Basically, this is one of the few positions in the organization that has no boundaries of responsibility. If something breaks, it is your problem. Why isn’t this the case throughout the organization — why is it that even the most junior of developers doesn't wake up to fix their code when it breaks and causes service degradation in the middle of the night? It is uncommon that this level of responsibility is expected of developers, while it is a quite common expectation of the operations crew.
Circling back, I really do not like the term “web ops.” I realize it is not far off, but it isn’t sexy. Google has a few different roles with this level of responsibility. One I like is called: “Site Reliability Engineer.” However, I would like a set of job titles and a progression through them that makes this an appealing career path for young, ambitious geeks.
In order to define these roles, we should think about what they are responsible for. In our organization I see this as a few things:
Junior
On the junior level, they are responsible for learning. They are responsible for deploying new services and documenting such deployments. They are responsible for instrumenting deployments to make sure that faults are detected and trending is possible.
Mid-level
On the mid-level, they are responsible for all of the above, and more. Effective and complete troubleshooting of failures. Making sense of trending information. Understanding work loads that exist. Tuning systems to better accommodate current workloads and proactive tuning to handle known future workloads. One of the key differences between mid-level and junior is the ability to correctly prioritize remediation of issues during incident response. Staying calm, collected and executing with clarity of thought during an emergency.
What does “complete troubleshooting” mean? I mean troubleshooting without boundaries. I want no shyness in cracking open developer code and telling them what they did wrong and why. Finger pointing at people simply doesn’t work, you have to point your finger at implementation problems, not people. To do that requires the skill to track a performance problem or reliability issue down to a specific line of code or approach.
Senior
On the senior side, technology research and selection is a must. Additionally, they are responsible for incorporating new technologies in the architecture to improve availability and reduce costs, constantly analyzing systems to improve efficiency and capacity planning to understand growth well enough to ensure provisioning and deployment outpace need. Donald Knuth long said that premature optimization is the root of all evil; I've long said that the ability to accurately determine what is premature separates senior from junior.
One of the core responsibilities that all engineering disciplines share is assessing the appropriateness of the technologies at hand. For example, a “Web Architect” must ensure that technology selection as well as development and deployment strategy match the business need. This is “hard.”
Above and Beyond
Web operations is a special role. This role is in no way fitting for failed developers, it is for developers/engineers that have outpaced their career path. One that has a deep understanding of how things work: “a complete systemic view of general site architecture.” However, they want more responsibility, they want to make sure that all of it works all of the time: the app, the stack, the hardware, the network.
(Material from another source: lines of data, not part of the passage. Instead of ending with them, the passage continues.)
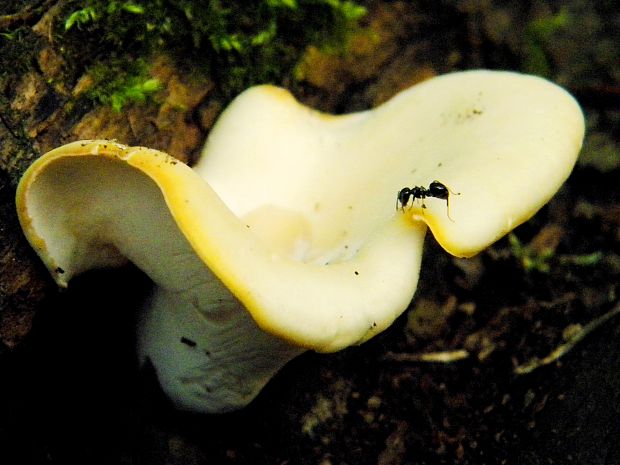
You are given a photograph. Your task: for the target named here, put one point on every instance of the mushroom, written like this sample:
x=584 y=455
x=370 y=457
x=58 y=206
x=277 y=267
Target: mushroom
x=285 y=236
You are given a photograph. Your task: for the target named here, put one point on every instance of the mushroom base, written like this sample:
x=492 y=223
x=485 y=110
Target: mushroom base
x=208 y=366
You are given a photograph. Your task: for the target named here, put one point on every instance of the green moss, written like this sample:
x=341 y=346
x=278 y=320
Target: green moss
x=239 y=43
x=116 y=85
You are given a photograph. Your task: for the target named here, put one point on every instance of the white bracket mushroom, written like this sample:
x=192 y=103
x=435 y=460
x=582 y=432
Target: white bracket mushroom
x=285 y=236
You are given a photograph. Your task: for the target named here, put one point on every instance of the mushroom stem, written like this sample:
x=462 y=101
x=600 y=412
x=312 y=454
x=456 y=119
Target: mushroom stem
x=206 y=362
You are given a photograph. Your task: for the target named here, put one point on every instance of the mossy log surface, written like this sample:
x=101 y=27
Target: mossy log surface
x=70 y=390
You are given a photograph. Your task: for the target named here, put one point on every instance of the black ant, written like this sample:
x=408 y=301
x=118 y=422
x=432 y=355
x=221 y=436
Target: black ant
x=435 y=189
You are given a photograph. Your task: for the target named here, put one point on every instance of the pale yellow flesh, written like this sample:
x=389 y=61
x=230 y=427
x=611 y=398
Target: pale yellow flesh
x=111 y=199
x=504 y=141
x=297 y=216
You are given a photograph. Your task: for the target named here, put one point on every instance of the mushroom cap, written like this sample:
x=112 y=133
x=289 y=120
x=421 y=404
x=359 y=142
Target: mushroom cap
x=293 y=211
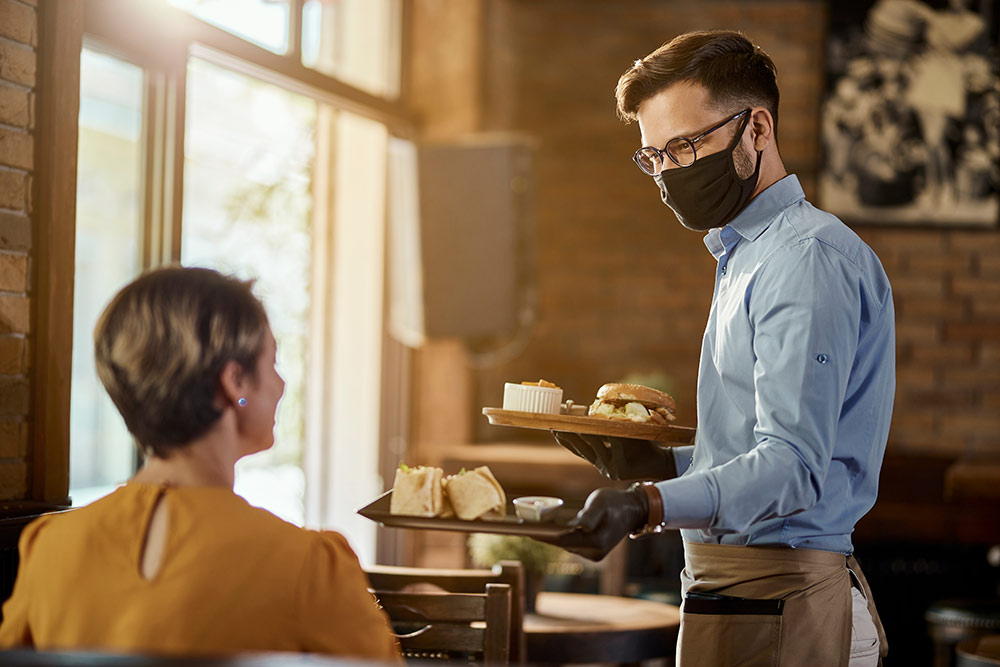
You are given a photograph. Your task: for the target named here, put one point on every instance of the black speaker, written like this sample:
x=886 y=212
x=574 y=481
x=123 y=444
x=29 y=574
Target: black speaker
x=460 y=238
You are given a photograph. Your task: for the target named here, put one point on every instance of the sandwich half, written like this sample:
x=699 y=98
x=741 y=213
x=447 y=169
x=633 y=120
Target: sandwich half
x=417 y=491
x=475 y=494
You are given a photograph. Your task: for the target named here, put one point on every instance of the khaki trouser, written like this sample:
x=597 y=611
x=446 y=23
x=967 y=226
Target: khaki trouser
x=755 y=606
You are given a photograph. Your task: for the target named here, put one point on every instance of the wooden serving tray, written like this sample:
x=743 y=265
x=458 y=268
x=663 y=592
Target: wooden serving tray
x=378 y=511
x=675 y=435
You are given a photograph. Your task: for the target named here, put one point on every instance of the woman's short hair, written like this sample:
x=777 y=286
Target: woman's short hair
x=161 y=345
x=733 y=71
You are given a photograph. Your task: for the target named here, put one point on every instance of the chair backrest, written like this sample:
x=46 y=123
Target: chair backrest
x=390 y=578
x=445 y=625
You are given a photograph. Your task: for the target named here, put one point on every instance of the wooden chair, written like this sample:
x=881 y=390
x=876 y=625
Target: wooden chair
x=390 y=578
x=452 y=625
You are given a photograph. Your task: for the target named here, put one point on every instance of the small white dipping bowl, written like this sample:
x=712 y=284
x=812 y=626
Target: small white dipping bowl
x=532 y=398
x=536 y=508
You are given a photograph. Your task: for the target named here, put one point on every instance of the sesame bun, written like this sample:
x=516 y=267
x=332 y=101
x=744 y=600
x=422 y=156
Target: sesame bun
x=633 y=402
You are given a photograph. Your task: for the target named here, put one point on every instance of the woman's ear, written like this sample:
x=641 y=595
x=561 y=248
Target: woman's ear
x=761 y=128
x=232 y=384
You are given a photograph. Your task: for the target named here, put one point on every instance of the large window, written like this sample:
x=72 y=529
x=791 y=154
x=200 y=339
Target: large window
x=219 y=163
x=108 y=224
x=247 y=211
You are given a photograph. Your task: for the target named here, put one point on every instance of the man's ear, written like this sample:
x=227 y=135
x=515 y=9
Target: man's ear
x=761 y=128
x=232 y=383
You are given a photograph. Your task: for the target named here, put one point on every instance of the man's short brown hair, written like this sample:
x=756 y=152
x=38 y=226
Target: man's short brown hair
x=733 y=71
x=161 y=345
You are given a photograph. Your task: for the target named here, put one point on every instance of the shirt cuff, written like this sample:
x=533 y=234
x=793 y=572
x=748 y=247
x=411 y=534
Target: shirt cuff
x=682 y=457
x=687 y=502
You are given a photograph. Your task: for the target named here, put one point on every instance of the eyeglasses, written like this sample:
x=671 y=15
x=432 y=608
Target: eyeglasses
x=680 y=150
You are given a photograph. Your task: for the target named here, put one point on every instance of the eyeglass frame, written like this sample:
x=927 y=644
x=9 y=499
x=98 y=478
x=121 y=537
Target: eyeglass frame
x=691 y=141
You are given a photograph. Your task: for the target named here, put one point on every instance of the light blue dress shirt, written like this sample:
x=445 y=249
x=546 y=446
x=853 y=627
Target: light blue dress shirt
x=795 y=386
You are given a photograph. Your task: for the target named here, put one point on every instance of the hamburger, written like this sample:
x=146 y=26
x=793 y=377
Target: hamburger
x=633 y=402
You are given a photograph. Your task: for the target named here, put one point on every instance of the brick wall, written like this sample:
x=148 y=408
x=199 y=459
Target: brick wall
x=624 y=289
x=18 y=41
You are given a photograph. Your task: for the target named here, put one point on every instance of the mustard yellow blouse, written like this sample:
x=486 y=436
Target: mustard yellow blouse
x=233 y=578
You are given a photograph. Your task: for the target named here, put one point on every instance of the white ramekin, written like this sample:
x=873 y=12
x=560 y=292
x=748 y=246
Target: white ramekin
x=529 y=398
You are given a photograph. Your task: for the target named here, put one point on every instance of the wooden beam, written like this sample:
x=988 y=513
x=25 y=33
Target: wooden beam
x=60 y=27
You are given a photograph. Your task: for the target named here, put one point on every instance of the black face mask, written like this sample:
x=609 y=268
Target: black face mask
x=709 y=193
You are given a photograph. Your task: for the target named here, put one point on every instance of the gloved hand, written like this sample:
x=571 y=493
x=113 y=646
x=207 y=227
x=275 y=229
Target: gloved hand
x=621 y=458
x=606 y=517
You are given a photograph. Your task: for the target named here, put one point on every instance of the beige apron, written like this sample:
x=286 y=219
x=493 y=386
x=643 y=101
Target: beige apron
x=776 y=606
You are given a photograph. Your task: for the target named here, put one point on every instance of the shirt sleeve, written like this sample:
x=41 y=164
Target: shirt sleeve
x=804 y=310
x=337 y=613
x=682 y=457
x=15 y=631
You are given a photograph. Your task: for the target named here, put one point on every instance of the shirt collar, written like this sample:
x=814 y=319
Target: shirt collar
x=766 y=206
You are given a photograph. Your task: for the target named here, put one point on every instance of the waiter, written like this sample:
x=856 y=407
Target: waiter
x=795 y=383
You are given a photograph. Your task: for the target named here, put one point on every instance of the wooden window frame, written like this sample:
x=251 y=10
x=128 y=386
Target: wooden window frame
x=159 y=38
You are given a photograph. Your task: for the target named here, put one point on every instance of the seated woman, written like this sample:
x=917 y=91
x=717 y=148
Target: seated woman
x=174 y=562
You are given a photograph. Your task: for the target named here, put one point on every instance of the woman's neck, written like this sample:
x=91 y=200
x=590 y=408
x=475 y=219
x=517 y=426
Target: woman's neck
x=209 y=460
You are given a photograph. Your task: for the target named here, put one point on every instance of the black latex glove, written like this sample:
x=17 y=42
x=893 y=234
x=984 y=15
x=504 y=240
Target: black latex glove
x=607 y=517
x=621 y=458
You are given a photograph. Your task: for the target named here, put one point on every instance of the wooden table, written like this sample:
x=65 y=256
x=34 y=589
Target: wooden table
x=570 y=627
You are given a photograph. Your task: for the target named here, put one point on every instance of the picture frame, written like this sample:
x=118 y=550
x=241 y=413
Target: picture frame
x=910 y=119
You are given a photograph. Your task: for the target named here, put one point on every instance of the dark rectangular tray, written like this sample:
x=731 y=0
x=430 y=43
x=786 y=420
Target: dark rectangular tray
x=378 y=511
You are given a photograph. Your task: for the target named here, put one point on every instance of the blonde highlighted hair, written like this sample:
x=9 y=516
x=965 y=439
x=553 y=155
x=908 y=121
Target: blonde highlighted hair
x=161 y=345
x=734 y=71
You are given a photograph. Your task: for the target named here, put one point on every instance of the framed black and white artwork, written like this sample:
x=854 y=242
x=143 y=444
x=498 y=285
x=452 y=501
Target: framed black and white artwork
x=911 y=113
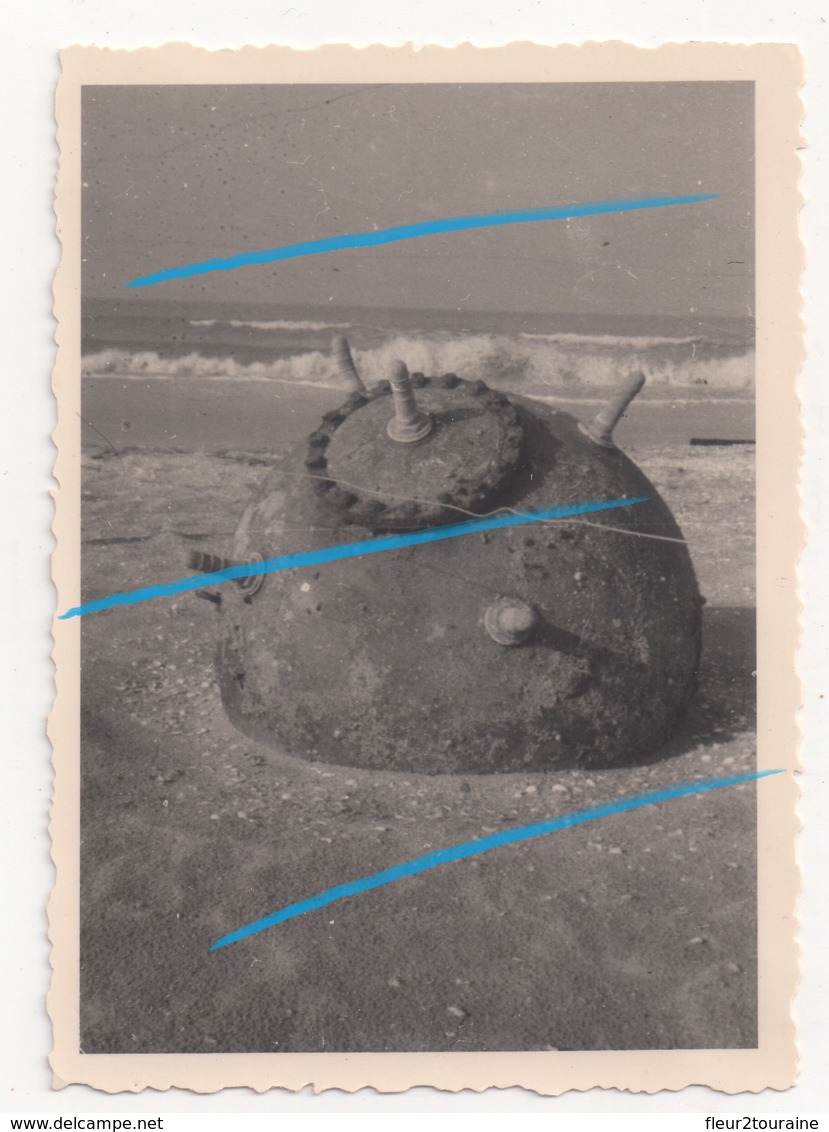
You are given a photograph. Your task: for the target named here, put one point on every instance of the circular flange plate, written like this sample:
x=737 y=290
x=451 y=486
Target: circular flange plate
x=370 y=480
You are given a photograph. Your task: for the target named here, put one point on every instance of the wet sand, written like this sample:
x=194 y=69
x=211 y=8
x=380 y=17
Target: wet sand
x=633 y=932
x=263 y=416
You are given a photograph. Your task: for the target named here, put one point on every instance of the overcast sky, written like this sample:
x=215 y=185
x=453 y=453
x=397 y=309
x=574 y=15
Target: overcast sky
x=178 y=174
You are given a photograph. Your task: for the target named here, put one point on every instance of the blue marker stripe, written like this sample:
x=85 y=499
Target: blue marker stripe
x=483 y=845
x=344 y=550
x=410 y=231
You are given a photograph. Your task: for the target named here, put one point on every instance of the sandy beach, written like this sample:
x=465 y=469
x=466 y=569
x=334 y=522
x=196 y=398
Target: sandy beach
x=633 y=932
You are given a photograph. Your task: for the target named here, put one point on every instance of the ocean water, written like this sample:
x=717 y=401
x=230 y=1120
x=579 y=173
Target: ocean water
x=535 y=353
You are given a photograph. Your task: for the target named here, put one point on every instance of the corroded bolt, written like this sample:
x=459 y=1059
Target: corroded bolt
x=345 y=363
x=408 y=423
x=510 y=620
x=212 y=564
x=600 y=428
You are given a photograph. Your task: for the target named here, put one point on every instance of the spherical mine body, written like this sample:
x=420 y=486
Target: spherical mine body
x=560 y=643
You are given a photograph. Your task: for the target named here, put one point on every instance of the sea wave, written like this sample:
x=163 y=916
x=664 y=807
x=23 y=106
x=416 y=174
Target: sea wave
x=512 y=362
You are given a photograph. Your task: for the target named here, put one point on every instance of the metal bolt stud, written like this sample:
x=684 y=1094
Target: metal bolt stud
x=408 y=423
x=204 y=563
x=600 y=428
x=345 y=363
x=510 y=620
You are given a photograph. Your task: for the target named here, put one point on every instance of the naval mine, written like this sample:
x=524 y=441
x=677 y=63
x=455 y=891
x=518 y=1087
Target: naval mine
x=570 y=642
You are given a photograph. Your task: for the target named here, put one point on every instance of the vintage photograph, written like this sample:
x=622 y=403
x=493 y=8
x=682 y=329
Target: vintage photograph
x=418 y=671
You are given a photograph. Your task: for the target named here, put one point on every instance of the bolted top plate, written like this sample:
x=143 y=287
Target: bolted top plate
x=468 y=457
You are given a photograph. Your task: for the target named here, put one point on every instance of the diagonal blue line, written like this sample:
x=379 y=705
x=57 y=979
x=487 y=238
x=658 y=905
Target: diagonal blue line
x=344 y=550
x=483 y=845
x=410 y=231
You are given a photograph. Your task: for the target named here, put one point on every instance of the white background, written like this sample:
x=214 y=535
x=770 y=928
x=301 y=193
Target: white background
x=34 y=33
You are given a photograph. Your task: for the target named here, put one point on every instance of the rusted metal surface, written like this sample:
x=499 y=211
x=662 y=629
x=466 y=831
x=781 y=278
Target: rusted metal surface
x=600 y=428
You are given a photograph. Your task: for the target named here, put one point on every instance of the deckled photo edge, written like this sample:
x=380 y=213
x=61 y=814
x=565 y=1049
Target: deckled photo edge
x=776 y=73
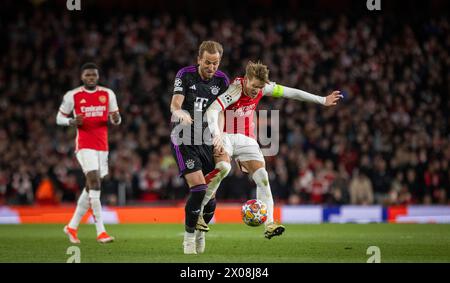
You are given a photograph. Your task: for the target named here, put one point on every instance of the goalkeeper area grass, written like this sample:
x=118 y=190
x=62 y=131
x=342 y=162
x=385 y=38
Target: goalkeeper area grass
x=231 y=243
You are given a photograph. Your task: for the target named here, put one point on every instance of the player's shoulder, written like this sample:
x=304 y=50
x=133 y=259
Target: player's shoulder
x=105 y=89
x=235 y=88
x=237 y=81
x=185 y=71
x=72 y=92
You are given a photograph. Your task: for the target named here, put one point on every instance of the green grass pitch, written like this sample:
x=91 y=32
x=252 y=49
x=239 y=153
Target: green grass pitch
x=232 y=243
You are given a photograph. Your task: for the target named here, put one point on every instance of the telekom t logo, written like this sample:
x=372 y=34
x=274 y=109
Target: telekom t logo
x=73 y=5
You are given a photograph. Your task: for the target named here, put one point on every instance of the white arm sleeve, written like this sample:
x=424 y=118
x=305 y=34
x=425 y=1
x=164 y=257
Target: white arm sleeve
x=230 y=96
x=62 y=120
x=112 y=106
x=276 y=90
x=65 y=109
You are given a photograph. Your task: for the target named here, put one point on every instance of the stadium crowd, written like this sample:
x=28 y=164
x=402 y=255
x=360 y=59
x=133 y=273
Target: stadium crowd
x=387 y=142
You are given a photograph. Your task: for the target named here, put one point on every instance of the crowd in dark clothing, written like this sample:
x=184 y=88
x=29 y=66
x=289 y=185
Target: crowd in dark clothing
x=387 y=142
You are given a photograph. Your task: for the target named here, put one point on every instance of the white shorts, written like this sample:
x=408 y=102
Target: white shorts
x=242 y=148
x=91 y=160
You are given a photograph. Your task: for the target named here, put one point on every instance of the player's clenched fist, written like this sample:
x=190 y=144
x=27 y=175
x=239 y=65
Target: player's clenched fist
x=333 y=98
x=77 y=121
x=182 y=116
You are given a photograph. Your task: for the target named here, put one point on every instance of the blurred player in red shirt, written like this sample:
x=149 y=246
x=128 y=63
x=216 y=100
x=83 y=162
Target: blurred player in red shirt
x=92 y=106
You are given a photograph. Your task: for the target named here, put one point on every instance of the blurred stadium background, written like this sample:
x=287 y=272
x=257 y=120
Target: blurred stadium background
x=382 y=155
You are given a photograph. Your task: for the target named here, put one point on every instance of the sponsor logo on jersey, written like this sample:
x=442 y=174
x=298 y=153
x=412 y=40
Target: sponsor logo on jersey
x=244 y=110
x=215 y=90
x=93 y=111
x=190 y=163
x=200 y=103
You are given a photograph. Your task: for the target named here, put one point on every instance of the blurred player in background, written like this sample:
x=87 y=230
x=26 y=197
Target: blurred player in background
x=239 y=103
x=91 y=106
x=195 y=88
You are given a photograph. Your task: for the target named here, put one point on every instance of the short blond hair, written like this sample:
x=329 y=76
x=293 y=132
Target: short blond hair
x=257 y=71
x=210 y=47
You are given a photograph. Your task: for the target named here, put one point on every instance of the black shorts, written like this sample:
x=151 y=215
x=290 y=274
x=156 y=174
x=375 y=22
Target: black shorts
x=191 y=158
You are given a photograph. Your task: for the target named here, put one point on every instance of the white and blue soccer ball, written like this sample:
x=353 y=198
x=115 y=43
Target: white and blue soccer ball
x=254 y=212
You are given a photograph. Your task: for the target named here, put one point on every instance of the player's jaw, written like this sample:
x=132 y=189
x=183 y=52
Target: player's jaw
x=90 y=78
x=253 y=87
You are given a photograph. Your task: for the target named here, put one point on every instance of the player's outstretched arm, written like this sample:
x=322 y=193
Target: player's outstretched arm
x=276 y=90
x=63 y=120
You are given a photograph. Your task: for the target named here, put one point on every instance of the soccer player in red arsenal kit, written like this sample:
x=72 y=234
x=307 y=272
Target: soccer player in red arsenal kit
x=239 y=103
x=92 y=106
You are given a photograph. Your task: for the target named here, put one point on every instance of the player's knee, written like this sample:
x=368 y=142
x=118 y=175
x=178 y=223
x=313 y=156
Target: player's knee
x=94 y=183
x=224 y=168
x=261 y=177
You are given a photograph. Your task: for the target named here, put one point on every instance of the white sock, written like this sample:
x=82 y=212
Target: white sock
x=189 y=237
x=222 y=169
x=263 y=191
x=96 y=205
x=80 y=211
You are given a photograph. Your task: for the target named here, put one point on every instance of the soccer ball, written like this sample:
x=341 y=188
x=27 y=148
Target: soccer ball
x=254 y=212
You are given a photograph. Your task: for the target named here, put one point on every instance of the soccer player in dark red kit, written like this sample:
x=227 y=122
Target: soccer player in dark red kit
x=92 y=106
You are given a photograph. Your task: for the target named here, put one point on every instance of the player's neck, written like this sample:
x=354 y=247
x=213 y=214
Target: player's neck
x=244 y=89
x=90 y=88
x=201 y=75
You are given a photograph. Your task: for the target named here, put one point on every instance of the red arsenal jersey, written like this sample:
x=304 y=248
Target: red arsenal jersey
x=95 y=106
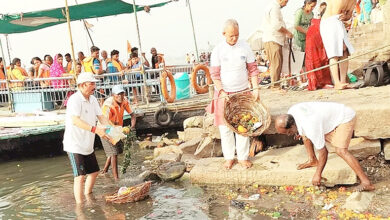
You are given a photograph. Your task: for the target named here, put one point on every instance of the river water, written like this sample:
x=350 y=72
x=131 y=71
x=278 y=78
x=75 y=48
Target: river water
x=43 y=189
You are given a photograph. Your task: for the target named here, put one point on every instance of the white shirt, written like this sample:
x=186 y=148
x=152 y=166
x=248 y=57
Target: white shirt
x=272 y=22
x=315 y=119
x=233 y=61
x=104 y=65
x=77 y=140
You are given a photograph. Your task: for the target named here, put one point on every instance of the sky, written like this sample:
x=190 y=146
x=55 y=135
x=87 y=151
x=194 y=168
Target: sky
x=167 y=28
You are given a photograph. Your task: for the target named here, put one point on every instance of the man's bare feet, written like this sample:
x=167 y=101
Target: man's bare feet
x=365 y=187
x=245 y=163
x=307 y=164
x=229 y=164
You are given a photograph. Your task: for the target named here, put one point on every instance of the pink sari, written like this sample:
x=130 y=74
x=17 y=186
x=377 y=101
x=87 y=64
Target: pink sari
x=56 y=70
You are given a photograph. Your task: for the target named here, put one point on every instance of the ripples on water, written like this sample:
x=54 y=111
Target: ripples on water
x=43 y=189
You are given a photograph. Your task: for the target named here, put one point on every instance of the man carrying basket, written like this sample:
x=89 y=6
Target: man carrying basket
x=232 y=64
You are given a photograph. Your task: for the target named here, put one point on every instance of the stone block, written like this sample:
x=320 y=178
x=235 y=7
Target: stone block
x=193 y=122
x=190 y=160
x=171 y=171
x=180 y=135
x=213 y=132
x=361 y=148
x=147 y=144
x=209 y=147
x=370 y=122
x=281 y=140
x=168 y=141
x=276 y=167
x=358 y=201
x=165 y=150
x=190 y=146
x=166 y=158
x=386 y=149
x=191 y=133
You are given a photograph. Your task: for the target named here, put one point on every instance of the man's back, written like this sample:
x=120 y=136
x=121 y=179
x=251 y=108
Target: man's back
x=336 y=7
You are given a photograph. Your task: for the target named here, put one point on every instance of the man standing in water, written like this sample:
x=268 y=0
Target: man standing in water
x=335 y=38
x=80 y=128
x=113 y=109
x=232 y=64
x=320 y=122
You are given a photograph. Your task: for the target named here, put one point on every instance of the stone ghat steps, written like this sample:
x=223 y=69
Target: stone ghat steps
x=372 y=106
x=276 y=167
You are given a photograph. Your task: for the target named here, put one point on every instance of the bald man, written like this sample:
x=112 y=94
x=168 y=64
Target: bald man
x=335 y=38
x=320 y=122
x=233 y=64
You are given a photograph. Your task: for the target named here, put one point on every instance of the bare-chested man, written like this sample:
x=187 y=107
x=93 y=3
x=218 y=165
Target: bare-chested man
x=335 y=38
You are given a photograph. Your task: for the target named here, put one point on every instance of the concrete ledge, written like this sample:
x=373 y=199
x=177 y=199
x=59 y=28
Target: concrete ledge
x=361 y=148
x=274 y=167
x=371 y=104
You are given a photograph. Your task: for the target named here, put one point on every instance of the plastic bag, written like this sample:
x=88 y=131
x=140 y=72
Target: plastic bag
x=115 y=133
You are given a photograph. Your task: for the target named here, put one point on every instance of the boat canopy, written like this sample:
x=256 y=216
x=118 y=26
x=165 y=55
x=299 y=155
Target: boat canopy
x=31 y=21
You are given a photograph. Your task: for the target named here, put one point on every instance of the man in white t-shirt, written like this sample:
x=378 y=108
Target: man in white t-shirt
x=80 y=127
x=232 y=65
x=320 y=122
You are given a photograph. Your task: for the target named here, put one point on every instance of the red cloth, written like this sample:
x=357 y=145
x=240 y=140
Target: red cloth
x=316 y=57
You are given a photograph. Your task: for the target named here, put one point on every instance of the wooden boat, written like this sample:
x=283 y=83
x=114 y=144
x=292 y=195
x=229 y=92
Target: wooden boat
x=133 y=194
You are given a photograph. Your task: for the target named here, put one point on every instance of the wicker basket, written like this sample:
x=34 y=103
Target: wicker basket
x=140 y=192
x=244 y=103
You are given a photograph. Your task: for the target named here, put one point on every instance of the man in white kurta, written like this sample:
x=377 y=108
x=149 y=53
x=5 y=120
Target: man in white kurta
x=320 y=122
x=232 y=65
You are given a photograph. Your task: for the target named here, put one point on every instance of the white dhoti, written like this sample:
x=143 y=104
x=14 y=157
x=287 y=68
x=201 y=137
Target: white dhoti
x=334 y=35
x=231 y=144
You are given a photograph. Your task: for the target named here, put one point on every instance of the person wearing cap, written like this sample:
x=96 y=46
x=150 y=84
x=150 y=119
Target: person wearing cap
x=93 y=64
x=113 y=109
x=146 y=62
x=80 y=128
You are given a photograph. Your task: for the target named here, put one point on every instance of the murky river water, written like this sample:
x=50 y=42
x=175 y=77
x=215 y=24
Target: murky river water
x=43 y=189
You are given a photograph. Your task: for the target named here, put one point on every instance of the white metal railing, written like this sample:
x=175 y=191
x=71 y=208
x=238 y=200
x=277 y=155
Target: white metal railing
x=55 y=91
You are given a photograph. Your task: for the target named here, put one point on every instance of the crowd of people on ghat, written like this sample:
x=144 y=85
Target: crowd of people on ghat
x=233 y=69
x=308 y=38
x=60 y=67
x=233 y=65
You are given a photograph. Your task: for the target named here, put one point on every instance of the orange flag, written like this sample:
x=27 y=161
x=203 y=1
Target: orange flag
x=128 y=47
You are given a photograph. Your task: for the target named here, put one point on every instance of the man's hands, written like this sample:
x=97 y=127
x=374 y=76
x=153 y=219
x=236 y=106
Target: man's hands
x=223 y=95
x=101 y=131
x=256 y=94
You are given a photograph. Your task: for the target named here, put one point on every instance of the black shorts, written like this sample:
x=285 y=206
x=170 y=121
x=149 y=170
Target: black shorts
x=83 y=164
Whatever technology the business needs, it must work, it must performs and it must be able to meet demand. Lastly, in their heart of hearts, they must believe that all problems are equal in their need for resolution and problem prioritization is dictated by business impact and not by flights of fancy (how cool or interesting the problem is).
It is an impossible job requirement: “Knows everything about all technologies deployed in Internet architectures.” While no one fills this requirement, what I want is someone whose career goal is to find out how close they can get.